Argive Princesses

Danaids

The Daughters of Danaus by Fernand Sabatté

The Daughters of Danaus by Fernand Sabatté (ca. 1900)

National Gallery of Victoria, MelbournePublic Domain

Overview

The Danaids were the fifty daughters of Danaus, who ruled over Libya. Danaus’ brother Aegyptus, meanwhile, ruled over Egypt. When Aegyptus wished to arrange a marriage between his fifty sons and Danaus’ fifty daughters, Danaus and the Danaids fled to Argos, their ancestral homeland.

In Argos, Danaus and the Danaids were taken in by King Pelasgus (who in some traditions turned his throne over to Danaus). But the Argives failed to protect the Danaids from Aegyptus, who came to Greece with an army and forced his nieces to marry his sons. 
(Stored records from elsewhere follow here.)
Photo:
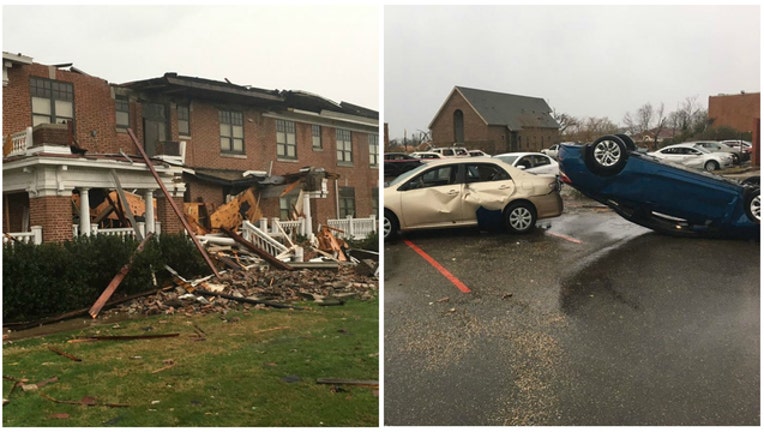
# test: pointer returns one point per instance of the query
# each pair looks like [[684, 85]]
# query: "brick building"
[[741, 112], [494, 122], [207, 139]]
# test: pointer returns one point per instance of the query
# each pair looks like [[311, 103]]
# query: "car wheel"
[[753, 205], [607, 155], [390, 225], [520, 217]]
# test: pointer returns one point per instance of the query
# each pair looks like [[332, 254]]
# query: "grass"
[[253, 368]]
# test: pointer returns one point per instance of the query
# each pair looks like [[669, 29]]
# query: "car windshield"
[[398, 180], [507, 158]]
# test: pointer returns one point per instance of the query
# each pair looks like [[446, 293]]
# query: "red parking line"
[[453, 279]]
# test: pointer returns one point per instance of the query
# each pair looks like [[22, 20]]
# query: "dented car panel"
[[449, 193]]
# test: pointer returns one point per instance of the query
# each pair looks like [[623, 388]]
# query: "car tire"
[[753, 205], [607, 155], [520, 217], [390, 225]]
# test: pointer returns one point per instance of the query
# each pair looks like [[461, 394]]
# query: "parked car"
[[690, 155], [456, 192], [551, 151], [716, 146], [396, 164], [478, 153], [536, 163], [665, 197], [427, 156], [745, 148], [451, 151]]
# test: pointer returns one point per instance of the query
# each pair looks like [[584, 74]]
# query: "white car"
[[536, 163], [478, 153], [551, 151], [694, 156], [451, 151]]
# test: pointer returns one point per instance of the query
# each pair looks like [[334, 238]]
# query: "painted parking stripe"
[[565, 237], [453, 279]]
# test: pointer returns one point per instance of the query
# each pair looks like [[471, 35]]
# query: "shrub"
[[54, 278]]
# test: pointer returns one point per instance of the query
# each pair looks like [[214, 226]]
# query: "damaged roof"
[[192, 87]]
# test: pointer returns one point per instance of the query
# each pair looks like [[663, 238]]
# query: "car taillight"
[[565, 178]]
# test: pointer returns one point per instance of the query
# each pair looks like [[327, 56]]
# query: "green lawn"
[[252, 368]]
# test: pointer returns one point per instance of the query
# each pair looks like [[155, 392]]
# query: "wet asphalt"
[[591, 321]]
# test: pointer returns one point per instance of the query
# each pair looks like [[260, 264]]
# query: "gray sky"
[[585, 61], [330, 50]]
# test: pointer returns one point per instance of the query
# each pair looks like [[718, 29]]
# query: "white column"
[[84, 211], [148, 199]]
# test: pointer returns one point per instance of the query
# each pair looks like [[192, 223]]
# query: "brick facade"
[[94, 129], [54, 214], [492, 139], [740, 112]]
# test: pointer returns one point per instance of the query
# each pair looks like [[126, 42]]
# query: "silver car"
[[458, 192], [692, 156]]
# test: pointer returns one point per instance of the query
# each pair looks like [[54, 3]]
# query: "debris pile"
[[258, 287]]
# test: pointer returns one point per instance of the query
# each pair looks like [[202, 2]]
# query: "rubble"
[[263, 285]]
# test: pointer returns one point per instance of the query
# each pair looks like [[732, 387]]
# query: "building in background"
[[66, 143]]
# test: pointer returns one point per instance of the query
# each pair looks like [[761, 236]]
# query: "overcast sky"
[[330, 50], [585, 61]]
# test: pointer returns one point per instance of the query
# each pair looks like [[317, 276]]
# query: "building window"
[[316, 133], [374, 150], [286, 143], [288, 206], [231, 132], [344, 146], [347, 202], [123, 111], [52, 101], [184, 120]]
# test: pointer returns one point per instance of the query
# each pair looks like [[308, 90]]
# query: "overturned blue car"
[[662, 196]]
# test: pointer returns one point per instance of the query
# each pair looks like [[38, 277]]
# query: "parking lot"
[[590, 321]]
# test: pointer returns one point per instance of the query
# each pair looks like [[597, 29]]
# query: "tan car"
[[449, 192]]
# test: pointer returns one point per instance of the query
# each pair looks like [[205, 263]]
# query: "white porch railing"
[[34, 236], [121, 232], [261, 239], [354, 228], [21, 142]]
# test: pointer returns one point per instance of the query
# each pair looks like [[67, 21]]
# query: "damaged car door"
[[486, 185], [432, 199]]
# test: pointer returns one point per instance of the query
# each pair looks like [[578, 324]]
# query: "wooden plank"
[[126, 204], [172, 203], [106, 294]]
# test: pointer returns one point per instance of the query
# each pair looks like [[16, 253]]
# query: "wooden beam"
[[126, 205], [172, 203], [106, 294]]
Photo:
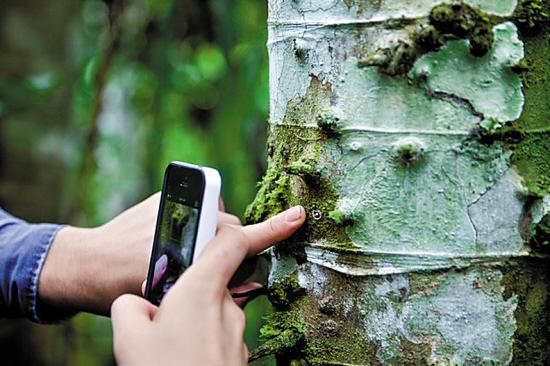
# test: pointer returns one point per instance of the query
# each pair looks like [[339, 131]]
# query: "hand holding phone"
[[186, 222]]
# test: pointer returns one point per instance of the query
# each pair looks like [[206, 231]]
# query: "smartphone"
[[186, 222]]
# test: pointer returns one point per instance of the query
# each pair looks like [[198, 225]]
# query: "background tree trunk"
[[416, 136]]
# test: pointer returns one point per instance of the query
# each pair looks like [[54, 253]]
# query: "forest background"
[[96, 97]]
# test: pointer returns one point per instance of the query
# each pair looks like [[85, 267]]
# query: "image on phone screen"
[[175, 239]]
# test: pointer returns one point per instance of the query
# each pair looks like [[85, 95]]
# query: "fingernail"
[[293, 214]]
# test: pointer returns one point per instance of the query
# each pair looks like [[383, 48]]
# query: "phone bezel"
[[155, 248]]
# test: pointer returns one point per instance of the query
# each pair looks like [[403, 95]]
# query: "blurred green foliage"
[[96, 97]]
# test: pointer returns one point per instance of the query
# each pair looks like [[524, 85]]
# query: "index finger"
[[232, 245]]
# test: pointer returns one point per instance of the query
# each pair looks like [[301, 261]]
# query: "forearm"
[[23, 248], [86, 269]]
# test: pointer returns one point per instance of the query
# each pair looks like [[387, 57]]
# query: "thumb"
[[130, 311]]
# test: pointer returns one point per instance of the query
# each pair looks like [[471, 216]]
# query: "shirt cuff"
[[33, 308]]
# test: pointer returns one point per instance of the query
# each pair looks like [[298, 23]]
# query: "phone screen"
[[176, 230]]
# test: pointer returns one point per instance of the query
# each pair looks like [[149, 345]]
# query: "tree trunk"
[[415, 134]]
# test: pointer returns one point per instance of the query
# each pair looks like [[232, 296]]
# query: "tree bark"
[[415, 134]]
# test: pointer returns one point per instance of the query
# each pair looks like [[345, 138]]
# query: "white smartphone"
[[186, 222]]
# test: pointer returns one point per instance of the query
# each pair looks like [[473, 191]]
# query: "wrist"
[[86, 271]]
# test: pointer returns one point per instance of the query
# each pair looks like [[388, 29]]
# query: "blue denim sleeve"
[[23, 249]]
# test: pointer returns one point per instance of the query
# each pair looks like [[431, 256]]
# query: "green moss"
[[540, 232], [532, 159], [283, 333], [529, 281], [446, 22], [271, 197], [329, 124], [460, 20], [305, 168], [532, 15], [283, 292], [532, 154], [409, 152]]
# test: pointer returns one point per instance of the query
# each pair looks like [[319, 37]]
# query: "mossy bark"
[[416, 137]]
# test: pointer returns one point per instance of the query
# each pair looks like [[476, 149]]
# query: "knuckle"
[[120, 303]]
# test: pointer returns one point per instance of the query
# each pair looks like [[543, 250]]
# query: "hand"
[[198, 323], [87, 268]]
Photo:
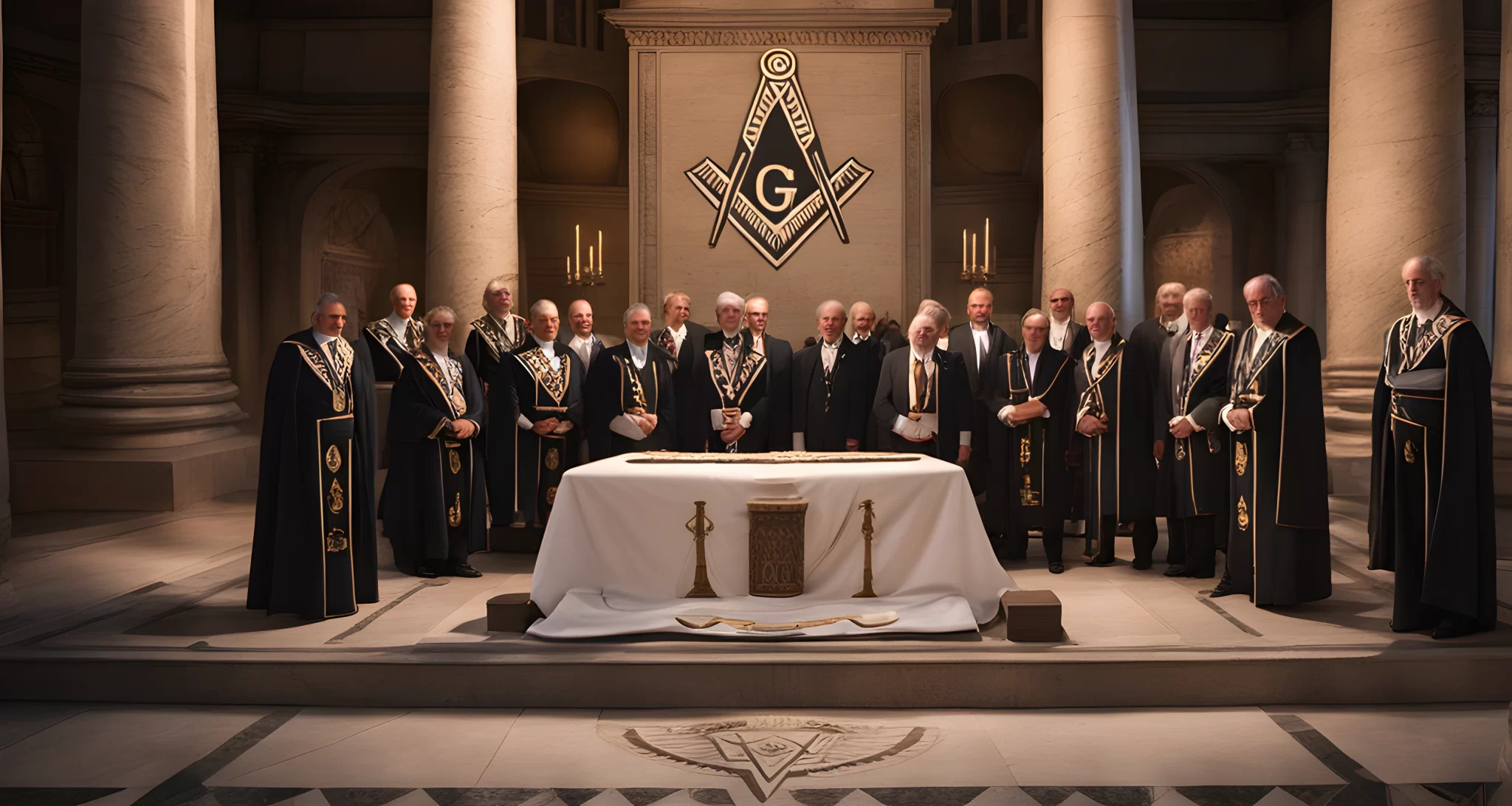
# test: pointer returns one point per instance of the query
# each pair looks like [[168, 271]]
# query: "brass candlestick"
[[701, 527], [865, 574]]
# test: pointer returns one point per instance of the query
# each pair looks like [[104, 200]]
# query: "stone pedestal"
[[1396, 188], [472, 209], [864, 70]]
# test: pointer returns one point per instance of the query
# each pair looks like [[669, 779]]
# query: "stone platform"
[[150, 608]]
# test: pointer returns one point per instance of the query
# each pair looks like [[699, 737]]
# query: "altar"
[[620, 554]]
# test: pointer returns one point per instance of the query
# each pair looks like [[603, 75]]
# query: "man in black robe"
[[1031, 409], [495, 336], [829, 388], [1278, 492], [546, 389], [684, 342], [394, 336], [315, 551], [734, 404], [873, 347], [1192, 389], [779, 373], [1071, 337], [1151, 341], [631, 404], [434, 497], [1432, 504], [1115, 415], [982, 345], [924, 396]]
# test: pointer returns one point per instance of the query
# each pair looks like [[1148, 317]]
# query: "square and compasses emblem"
[[779, 188]]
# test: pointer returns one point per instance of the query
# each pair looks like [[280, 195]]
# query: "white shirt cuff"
[[625, 427]]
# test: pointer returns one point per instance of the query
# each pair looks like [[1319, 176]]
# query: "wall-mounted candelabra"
[[971, 271], [577, 272]]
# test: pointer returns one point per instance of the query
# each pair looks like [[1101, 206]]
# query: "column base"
[[132, 480]]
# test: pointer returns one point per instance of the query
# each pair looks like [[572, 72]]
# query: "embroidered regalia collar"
[[501, 336], [554, 382], [1252, 363], [448, 380], [1409, 351], [334, 369], [1200, 366]]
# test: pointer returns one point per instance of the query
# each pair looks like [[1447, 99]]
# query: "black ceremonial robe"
[[489, 341], [829, 407], [617, 386], [540, 392], [684, 374], [949, 398], [1432, 504], [979, 365], [315, 548], [1278, 492], [1028, 486], [735, 379], [1119, 465], [436, 489], [1193, 472], [388, 348]]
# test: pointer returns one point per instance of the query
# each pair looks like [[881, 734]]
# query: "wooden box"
[[513, 613], [776, 546], [1031, 616]]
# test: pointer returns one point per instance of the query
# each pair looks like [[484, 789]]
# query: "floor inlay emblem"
[[764, 752]]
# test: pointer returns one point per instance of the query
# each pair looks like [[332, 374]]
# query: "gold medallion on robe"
[[333, 498]]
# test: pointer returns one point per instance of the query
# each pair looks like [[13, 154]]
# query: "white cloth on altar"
[[619, 549]]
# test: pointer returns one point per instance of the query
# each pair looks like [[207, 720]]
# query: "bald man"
[[829, 388], [1113, 413], [873, 347], [982, 345], [395, 334]]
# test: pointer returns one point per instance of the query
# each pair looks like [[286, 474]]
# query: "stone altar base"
[[148, 478], [150, 608]]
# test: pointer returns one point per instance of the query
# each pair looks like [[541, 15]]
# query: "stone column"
[[1396, 179], [1481, 206], [1304, 252], [472, 218], [148, 369], [1083, 165]]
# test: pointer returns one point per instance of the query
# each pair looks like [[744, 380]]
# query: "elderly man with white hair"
[[315, 539], [924, 395], [732, 382], [829, 388], [1432, 507], [546, 392], [629, 399], [434, 495], [1278, 486]]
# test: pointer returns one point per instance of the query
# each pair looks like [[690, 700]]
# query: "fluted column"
[[472, 220], [148, 369], [1307, 197], [1396, 177], [1090, 156]]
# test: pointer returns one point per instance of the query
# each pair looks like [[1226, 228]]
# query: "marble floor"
[[112, 755]]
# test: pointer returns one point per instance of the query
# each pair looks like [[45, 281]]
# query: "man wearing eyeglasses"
[[1278, 490]]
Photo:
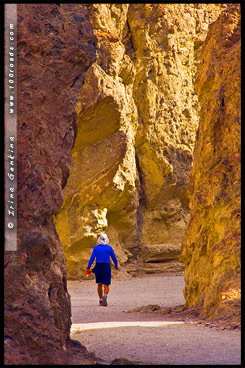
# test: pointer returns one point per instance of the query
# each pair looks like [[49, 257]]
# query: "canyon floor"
[[152, 338]]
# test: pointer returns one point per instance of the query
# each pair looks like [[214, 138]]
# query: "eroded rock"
[[52, 60], [212, 243]]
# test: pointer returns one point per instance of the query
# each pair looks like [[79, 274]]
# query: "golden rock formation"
[[137, 117], [211, 245]]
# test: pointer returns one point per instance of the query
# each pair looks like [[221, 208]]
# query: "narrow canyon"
[[129, 123]]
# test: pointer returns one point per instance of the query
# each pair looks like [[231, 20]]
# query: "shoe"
[[104, 300]]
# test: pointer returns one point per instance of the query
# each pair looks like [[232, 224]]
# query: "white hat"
[[103, 239]]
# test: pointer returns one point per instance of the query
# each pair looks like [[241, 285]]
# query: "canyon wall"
[[56, 46], [137, 117], [212, 242]]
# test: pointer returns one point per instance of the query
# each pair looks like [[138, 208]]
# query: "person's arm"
[[91, 259], [114, 258]]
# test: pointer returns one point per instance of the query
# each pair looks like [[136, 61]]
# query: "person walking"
[[102, 252]]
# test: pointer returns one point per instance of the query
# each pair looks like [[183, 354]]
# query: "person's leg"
[[99, 289], [106, 289]]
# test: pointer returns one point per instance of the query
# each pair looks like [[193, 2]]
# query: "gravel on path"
[[146, 338]]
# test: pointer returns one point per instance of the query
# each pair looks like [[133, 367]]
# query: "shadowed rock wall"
[[212, 242], [137, 116], [56, 46]]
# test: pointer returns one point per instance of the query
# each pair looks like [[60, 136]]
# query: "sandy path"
[[159, 341]]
In protest of this arrangement, the Danaids all killed their new husbands on their wedding night—all except Hypermnestra, who spared her husband Lynceus and subsequently became the ancestor of a line of Argive kings.

Various retellings of the story of the Danaids were known in antiquity, though only a few have survived (perhaps the most familiar being Aeschylus’ Suppliant Women). In many late traditions, the Danaids were viewed as treacherous murderers who were punished in the Underworld by being forced to forever draw water using leaking vessels.[1]